Quien quiera, pues, evitar el error de esta doctrina reprobable, entienda con toda verdad el dicho del Apóstol: Porque a vosotros os es concedido a causa de cristo, no sólo que creáis en él, sino también que padezcáis por él. Ambas cosas son un don de Dios, pues tanto la una como la otra se asegura que nos son dadas.
Por consiguiente, si Dios es el autor de nuestra fe obrando en nuestros corazones por modo maravilloso para que creamos, ¿acaso se ha de temer que no sea bastante poderoso para obrar la fe totalmente, de suerte que el hombre se arrogue de su parte el comienzo de la fe para merecer solamente el aumento de ella de parte de Dios?
queriendo, por otra, adjudicarse a sí propio el mérito de creer, trata el hombre de conciliarse con Dios atribuyéndose a sí mismo una parte de la fe y dejando la otra para Dios; pero tan insolentemente, que se adjudica a sí mismo la primera, concediendo a Dios la segunda, y así en lo que afirma ser de ambos, se coloca a sí mismo en primer lugar, y a Dios en segundo término.
The Very Best del tercer capítulo…
San Cipriano cuando decía: «En ninguna cosa debemos gloriamos, porque ninguna cosa es nuestra». Para demostración de lo cual alegó el testimonio del Apóstol, que dice: Qué tienes que no hayas recibido? Y si lo recibiste, ¿por qué te glorías como si no lo recibido? Por cuyo testimonio singularmente yo mismo me persuadí del error en que me encontraba
Y del cuarto…
Porque este testimonio del Apóstol, en que, para refrenar la soberbia del hombre, se dice: ¿qué tienes que no hayas recibido? no permite a ningún creyente decir: «Yo tengo fe y no la he recibido de nadie».
Pues con estas palabras del Apóstol sería totalmente abatida la hinchazón de semejante respuesta. Ni tampoco le es lícito a nadie decir: «Aunque no tenga la fe perfecta o total, tengo, no obstante, el principio de ella, por el cual primeramente creí en Jesucristo» Porque también aquí le será respondido: ¿o qué tienes que no hayas recibido? Y si lo recibiste, ¿por qué te glorías como si no te lo hubieran dado?
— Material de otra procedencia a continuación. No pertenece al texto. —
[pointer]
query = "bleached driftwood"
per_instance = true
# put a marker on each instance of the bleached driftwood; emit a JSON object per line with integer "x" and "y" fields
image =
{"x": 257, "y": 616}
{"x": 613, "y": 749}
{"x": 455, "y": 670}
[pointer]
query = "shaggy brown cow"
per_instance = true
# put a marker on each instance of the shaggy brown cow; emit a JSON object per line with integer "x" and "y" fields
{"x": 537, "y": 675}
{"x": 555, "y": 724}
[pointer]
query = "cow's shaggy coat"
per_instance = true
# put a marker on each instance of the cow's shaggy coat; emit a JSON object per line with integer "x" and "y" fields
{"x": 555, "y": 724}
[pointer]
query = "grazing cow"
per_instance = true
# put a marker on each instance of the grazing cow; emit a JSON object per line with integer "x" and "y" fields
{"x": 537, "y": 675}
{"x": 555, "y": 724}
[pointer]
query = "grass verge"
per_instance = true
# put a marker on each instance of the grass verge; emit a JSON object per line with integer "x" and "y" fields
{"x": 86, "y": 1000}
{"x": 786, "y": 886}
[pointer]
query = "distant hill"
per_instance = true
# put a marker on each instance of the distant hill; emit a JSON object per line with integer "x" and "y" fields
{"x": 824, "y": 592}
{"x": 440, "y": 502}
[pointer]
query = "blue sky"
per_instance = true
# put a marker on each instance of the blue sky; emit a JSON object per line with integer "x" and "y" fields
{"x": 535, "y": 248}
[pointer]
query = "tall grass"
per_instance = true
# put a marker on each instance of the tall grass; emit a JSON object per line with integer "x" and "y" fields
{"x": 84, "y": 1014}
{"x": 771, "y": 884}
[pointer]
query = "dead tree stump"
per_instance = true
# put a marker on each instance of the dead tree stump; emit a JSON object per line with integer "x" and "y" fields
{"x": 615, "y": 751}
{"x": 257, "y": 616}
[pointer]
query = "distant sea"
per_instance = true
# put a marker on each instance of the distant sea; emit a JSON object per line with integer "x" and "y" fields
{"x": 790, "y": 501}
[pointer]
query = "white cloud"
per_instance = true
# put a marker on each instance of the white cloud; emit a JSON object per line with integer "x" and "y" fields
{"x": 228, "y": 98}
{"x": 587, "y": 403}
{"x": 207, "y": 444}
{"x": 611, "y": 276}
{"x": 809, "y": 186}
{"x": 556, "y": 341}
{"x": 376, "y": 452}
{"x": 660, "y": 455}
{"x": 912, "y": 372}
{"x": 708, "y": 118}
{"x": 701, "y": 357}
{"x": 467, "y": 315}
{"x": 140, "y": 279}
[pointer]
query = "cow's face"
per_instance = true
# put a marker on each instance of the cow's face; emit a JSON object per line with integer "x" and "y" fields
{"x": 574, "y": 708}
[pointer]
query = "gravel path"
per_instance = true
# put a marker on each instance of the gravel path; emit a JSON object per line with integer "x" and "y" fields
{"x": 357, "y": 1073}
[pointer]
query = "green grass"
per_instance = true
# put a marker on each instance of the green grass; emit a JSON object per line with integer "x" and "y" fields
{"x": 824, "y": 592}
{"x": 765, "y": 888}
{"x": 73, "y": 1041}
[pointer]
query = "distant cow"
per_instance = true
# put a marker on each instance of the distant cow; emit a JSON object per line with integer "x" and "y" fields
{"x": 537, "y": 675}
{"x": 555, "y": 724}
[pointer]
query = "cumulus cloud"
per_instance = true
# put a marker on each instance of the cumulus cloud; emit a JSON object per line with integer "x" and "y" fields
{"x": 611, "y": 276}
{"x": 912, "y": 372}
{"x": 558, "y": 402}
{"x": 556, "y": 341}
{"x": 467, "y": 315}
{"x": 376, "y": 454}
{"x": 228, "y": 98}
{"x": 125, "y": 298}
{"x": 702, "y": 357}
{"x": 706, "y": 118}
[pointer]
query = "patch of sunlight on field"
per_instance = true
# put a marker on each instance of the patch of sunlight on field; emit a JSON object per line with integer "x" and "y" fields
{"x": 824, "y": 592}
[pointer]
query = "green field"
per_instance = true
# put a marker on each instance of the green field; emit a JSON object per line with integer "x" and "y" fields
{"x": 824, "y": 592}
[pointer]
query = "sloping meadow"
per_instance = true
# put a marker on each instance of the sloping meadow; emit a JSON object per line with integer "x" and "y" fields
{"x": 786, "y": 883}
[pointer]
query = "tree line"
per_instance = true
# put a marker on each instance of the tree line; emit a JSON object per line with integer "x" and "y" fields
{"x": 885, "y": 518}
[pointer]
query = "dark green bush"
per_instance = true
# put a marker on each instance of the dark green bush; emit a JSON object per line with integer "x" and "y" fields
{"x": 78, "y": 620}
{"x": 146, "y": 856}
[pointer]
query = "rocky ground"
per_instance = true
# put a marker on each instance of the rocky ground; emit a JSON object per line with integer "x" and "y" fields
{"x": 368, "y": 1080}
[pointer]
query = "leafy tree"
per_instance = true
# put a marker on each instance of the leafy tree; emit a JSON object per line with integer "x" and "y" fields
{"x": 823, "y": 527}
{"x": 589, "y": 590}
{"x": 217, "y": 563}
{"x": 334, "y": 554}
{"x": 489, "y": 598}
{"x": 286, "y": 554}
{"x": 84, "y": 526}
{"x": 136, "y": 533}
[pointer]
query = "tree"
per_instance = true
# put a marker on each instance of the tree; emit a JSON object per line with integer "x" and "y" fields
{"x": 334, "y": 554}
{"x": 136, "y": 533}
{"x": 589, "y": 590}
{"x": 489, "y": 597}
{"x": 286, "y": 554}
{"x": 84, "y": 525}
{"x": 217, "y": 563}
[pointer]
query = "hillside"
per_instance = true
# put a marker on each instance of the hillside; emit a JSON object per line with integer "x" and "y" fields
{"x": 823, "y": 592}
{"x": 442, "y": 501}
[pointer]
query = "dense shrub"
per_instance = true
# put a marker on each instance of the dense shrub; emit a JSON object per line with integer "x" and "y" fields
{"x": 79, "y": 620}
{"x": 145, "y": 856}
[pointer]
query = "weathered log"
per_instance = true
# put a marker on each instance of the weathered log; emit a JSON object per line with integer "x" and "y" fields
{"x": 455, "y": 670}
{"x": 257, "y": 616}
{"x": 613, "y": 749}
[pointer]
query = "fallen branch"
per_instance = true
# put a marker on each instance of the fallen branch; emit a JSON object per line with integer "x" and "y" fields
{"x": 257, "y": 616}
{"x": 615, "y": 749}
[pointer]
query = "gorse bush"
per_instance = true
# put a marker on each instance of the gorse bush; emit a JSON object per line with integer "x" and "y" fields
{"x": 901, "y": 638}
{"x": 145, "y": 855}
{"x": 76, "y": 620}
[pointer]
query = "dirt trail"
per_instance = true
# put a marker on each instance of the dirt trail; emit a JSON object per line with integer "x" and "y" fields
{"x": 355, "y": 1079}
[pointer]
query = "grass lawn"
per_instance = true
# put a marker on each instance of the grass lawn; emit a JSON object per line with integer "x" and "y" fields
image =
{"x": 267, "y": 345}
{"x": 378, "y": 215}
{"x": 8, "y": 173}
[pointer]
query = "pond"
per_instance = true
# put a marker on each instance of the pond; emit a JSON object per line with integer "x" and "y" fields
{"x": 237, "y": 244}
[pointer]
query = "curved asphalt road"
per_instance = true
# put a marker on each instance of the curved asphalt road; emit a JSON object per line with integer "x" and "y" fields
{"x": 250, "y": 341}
Ahora vamos a por el quinto…
lo necio del mundo escogió Dios, para avergonzar a los sabios; y lo débil del mundo escogió Dios, para avergonzar a lo fuerte; y lo vil del mundo y lo menospreciado escogió Dios, y lo que no es, para deshacer lo que es, a fin de que nadie se jacte en su presencia. Donde claramente aparece la intención del Apóstol contra la humana soberbia, a fin de que nadie se gloríe en el hombre ni, por ende, en sí mismo.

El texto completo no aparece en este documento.